Quelque 80% des terres déboisées en Amazonie sont destinées à l'élevage de bovins et le plus grand défi des autorités brésiliennes est aujourd'hui d'empêcher que de la viande ou du cuir en provenance de zones détruites illégalement n'arrivent au consommateur.

«L'élevage est le grand problème de l'Amazonie», la plus grande forêt tropicale de la planète, reconnaît le ministre brésilien de l'Environnement, Carlos Minc.

Le Brésil possède le plus grand cheptel bovin commercial du monde avec 200 millions de têtes et est le principal exportateur du secteur avec 30% du marché mondial, dont 22% en provenance d'Amazonie.

Mais «l'élevage en Amazonie brésilienne est le plus grand facteur de déforestation», dénonce l'organisation écologique internationale Greenpeace.

La production de soja, qui contribuait le plus aux déboisements il y a quelques années, «n'est plus un facteur important de la déforestation en Amazonie», grâce à l'engagement pris par l'industrie de ne plus acheter d'oléagineux en provenance des zones déboisées, affirme le ministre.

Comment obtenir un compromis similaire dans la chaîne de l'élevage beaucoup plus étendue et difficile à contrôler, alors que 30% du bétail est abattu clandestinement dans le pays?

La réponse pourrait se trouver dans la pression chaque fois plus grande exercée par l'opinion publique brésilienne et internationale et les consommateurs.

Le ministère public du Brésil a poursuivi en juin treize groupes de transport frigorifique et vingt-deux grandes fermes accusées de contribuer à la déforestation dans l'État amazonien du Para.
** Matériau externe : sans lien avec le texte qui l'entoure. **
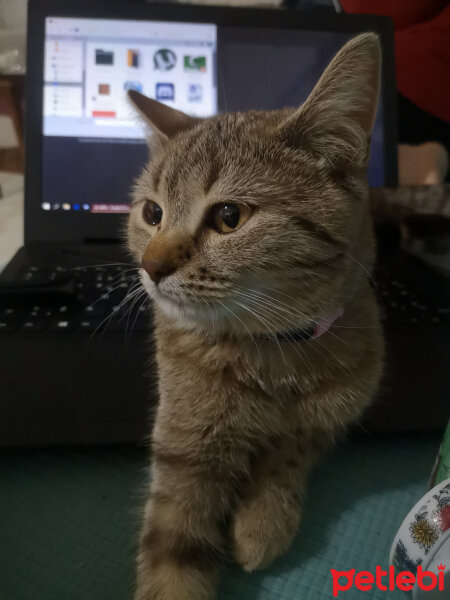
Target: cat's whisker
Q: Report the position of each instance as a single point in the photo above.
(142, 304)
(264, 322)
(242, 323)
(108, 317)
(286, 334)
(296, 310)
(316, 342)
(139, 293)
(275, 312)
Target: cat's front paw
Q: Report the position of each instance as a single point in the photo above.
(169, 582)
(262, 531)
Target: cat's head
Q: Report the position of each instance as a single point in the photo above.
(259, 221)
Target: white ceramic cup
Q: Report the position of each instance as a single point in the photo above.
(424, 539)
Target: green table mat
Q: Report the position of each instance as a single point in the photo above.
(69, 522)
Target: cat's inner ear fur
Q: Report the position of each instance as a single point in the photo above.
(162, 119)
(336, 120)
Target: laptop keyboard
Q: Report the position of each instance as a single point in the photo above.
(100, 303)
(101, 293)
(402, 303)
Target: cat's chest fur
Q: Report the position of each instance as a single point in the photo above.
(255, 385)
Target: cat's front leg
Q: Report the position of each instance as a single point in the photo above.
(182, 539)
(267, 519)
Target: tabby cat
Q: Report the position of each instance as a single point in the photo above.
(255, 241)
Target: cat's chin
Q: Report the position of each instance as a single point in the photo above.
(188, 314)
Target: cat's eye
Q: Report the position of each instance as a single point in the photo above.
(152, 213)
(228, 216)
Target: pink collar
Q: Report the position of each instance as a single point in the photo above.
(310, 333)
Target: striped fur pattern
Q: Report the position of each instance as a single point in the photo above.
(243, 417)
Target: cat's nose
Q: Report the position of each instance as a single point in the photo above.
(157, 269)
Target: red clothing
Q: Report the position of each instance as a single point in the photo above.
(422, 48)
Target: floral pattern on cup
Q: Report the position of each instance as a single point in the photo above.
(441, 516)
(424, 532)
(402, 561)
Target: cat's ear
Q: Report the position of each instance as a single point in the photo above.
(162, 119)
(336, 120)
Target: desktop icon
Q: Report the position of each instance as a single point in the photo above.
(195, 92)
(103, 57)
(133, 58)
(104, 89)
(133, 85)
(165, 91)
(164, 59)
(194, 63)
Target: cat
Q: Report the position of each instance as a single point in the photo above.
(255, 243)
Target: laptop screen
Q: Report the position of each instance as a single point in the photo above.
(93, 143)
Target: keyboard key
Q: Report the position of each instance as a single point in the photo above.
(89, 324)
(62, 325)
(94, 310)
(35, 325)
(7, 326)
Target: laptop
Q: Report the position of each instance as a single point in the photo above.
(75, 334)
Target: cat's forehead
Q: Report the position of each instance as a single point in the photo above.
(223, 157)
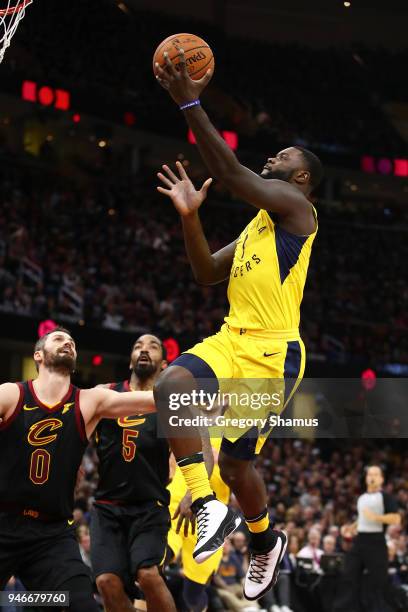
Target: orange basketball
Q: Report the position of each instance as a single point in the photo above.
(199, 57)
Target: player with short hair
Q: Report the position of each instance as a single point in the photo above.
(45, 427)
(267, 268)
(130, 518)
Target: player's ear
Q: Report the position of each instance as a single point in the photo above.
(38, 358)
(302, 177)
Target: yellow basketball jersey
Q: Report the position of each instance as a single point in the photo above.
(268, 276)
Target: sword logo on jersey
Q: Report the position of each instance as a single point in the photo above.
(34, 436)
(129, 421)
(67, 407)
(260, 229)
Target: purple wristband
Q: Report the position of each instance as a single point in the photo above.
(190, 104)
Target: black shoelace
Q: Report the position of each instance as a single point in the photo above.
(258, 567)
(202, 522)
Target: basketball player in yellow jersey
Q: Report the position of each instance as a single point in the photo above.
(267, 267)
(182, 539)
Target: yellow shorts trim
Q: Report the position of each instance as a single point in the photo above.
(253, 363)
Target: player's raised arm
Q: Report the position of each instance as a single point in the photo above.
(208, 268)
(101, 403)
(275, 195)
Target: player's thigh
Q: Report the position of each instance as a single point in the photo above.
(147, 543)
(108, 542)
(12, 546)
(55, 560)
(217, 352)
(266, 376)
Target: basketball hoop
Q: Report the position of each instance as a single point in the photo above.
(10, 17)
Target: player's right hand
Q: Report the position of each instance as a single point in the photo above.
(186, 199)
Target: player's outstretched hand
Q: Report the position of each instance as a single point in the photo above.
(178, 83)
(181, 190)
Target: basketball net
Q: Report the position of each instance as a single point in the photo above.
(10, 17)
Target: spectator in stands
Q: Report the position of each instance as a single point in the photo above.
(228, 580)
(311, 550)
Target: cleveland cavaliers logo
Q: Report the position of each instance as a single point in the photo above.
(40, 434)
(130, 421)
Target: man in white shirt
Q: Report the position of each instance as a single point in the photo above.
(312, 550)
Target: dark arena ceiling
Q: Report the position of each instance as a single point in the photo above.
(318, 22)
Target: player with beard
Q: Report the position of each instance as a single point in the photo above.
(45, 425)
(130, 518)
(267, 268)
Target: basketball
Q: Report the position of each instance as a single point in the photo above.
(198, 54)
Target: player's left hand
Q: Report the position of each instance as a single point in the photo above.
(178, 83)
(185, 515)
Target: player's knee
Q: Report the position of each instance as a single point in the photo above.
(173, 380)
(232, 469)
(148, 578)
(110, 586)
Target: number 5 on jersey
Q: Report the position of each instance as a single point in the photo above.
(128, 444)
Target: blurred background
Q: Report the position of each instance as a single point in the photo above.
(86, 241)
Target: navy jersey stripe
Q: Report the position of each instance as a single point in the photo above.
(293, 363)
(288, 248)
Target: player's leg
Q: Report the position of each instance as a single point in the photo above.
(109, 557)
(267, 546)
(197, 576)
(273, 366)
(157, 595)
(53, 562)
(81, 598)
(12, 546)
(147, 547)
(195, 595)
(112, 590)
(194, 371)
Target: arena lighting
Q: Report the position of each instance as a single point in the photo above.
(45, 95)
(231, 138)
(172, 348)
(368, 379)
(384, 165)
(46, 326)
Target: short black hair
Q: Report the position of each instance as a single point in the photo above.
(314, 165)
(163, 348)
(370, 465)
(39, 345)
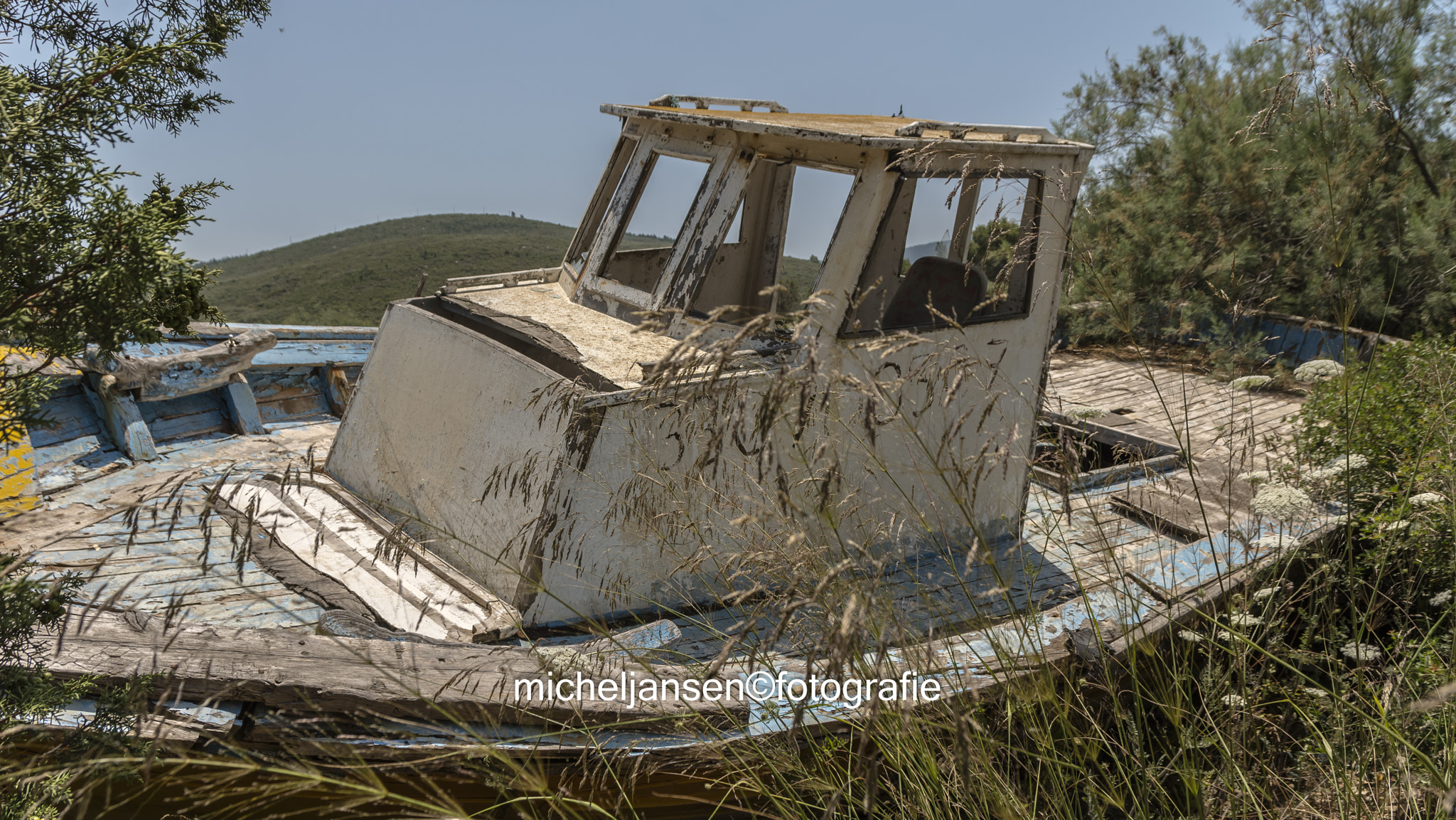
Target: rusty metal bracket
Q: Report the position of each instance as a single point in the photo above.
(673, 101)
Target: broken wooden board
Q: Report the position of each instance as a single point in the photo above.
(397, 580)
(1192, 504)
(316, 673)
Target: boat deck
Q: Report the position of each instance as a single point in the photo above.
(144, 542)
Il menace d'en faire autant avec 72 autres compagnies (supermarchés, fabriques de cosmétiques et de chaussures) si elles acquièrent des produits en provenance de zones déboisées illégalement.

De son côté, Greenpeace vient de diffuser un rapport, fruit de plusieurs années d'enquête, dans lequel il dénonce l'infiltration dans les grandes usines de traitement du sud du Brésil de viande et cuir de vache provenant de «fazendas» qui déboisent clandestinement.
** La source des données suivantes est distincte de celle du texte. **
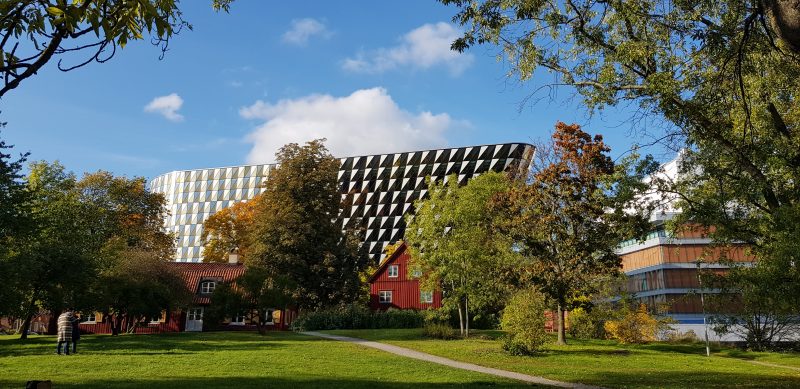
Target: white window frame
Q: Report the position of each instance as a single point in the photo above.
(208, 286)
(426, 297)
(157, 319)
(92, 315)
(236, 322)
(194, 314)
(271, 316)
(385, 296)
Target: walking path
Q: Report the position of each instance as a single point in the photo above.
(451, 363)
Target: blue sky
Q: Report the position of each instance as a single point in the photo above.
(370, 76)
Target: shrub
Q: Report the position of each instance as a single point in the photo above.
(356, 317)
(524, 320)
(681, 337)
(633, 326)
(588, 324)
(439, 331)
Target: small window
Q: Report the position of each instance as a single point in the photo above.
(207, 287)
(89, 318)
(385, 297)
(426, 297)
(195, 314)
(156, 319)
(238, 320)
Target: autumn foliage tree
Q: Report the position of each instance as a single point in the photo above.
(32, 33)
(569, 220)
(456, 248)
(226, 231)
(296, 233)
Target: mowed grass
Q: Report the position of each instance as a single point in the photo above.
(224, 360)
(609, 364)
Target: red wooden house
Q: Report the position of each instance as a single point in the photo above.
(393, 285)
(202, 279)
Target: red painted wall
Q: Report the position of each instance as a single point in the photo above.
(405, 291)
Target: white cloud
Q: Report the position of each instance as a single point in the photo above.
(167, 106)
(421, 48)
(303, 29)
(367, 121)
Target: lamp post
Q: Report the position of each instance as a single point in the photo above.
(703, 305)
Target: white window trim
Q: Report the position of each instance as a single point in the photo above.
(238, 323)
(386, 293)
(208, 286)
(422, 298)
(93, 321)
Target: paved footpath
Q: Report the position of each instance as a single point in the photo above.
(402, 351)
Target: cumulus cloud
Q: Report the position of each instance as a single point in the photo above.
(421, 48)
(302, 30)
(166, 106)
(367, 121)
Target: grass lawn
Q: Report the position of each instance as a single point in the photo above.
(609, 364)
(222, 359)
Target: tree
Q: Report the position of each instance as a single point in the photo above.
(226, 231)
(759, 303)
(13, 222)
(296, 232)
(33, 32)
(140, 286)
(53, 260)
(456, 247)
(724, 74)
(569, 221)
(130, 249)
(252, 296)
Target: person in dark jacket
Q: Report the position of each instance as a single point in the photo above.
(64, 331)
(76, 334)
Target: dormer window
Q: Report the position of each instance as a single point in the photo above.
(207, 287)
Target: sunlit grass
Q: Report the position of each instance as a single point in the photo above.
(609, 364)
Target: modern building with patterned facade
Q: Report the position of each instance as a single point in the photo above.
(378, 190)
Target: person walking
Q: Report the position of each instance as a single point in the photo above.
(76, 333)
(64, 331)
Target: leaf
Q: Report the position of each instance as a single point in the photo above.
(55, 11)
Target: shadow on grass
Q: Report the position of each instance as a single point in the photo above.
(692, 378)
(266, 382)
(141, 344)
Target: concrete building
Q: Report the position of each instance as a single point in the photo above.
(380, 189)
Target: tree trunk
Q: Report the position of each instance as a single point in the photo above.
(561, 331)
(116, 325)
(466, 317)
(784, 18)
(26, 324)
(52, 323)
(460, 319)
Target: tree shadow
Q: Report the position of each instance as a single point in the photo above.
(268, 382)
(149, 344)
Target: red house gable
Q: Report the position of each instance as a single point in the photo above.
(391, 287)
(193, 273)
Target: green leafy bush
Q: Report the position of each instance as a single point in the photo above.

Ces usines les revendent à des entreprises qui approvisionnent les grandes marques mondiales de chaussures (Adidas, Nike et Gucci), de voitures (BMW, Ford, Honda et Toyota) ou d'aliments et d'autres grandes enseignes comme Carrefour, Ikea, Kraft et Wal-Mart.

Les actions du ministère public brésilien et le rapport de Greenpeace ont eu des résultats immédiats.

Les géants de la chaussure Nike et Timberland viennent d'annoncer qu'ils n'utiliseront plus de cuir de vache d'Amazonie, s'ils n'ont pas la garantie que leurs éleveurs n'ont pas contribué à la déforestation.

Les trois grandes chaînes de supermarchés brésiliens (Pao de Açucar-Casino, Carrefour et Wal-mart) se sont engagés à ne pas acheter de produits bovins sans garantie de leur provenance.

Les grands groupes frigorifiques brésiliens vont également adopter un code qui assure la traçabilité des produits bovins exportés.

L'Association des industries exportatrices de viande (ABIEC) envisage d'installer un système pour suivre le parcours de l'animal depuis sa naissance jusqu'à sa mort.

«Cette mesure éviterait que des animaux élevés dans des zones déboisées illégalement entrent dans la chaîne industrielle», a déclaré à l'AFP le président de l'ABIEC, Roberto Gianetti da Fonseca.

En 2008, 12000 km2 ont été déboisés en Amazonie -où vivent 25 millions de personnes-, ce qui fait du Brésil le quatrième émetteur de gaz à effets de serre de la planète.

Le Brésil a annoncé en décembre un plan national sur le réchauffement climatique dans lequel il se fixait comme objectif, pour la première fois, de réduire de 70% la déforestation d'ici à 2018.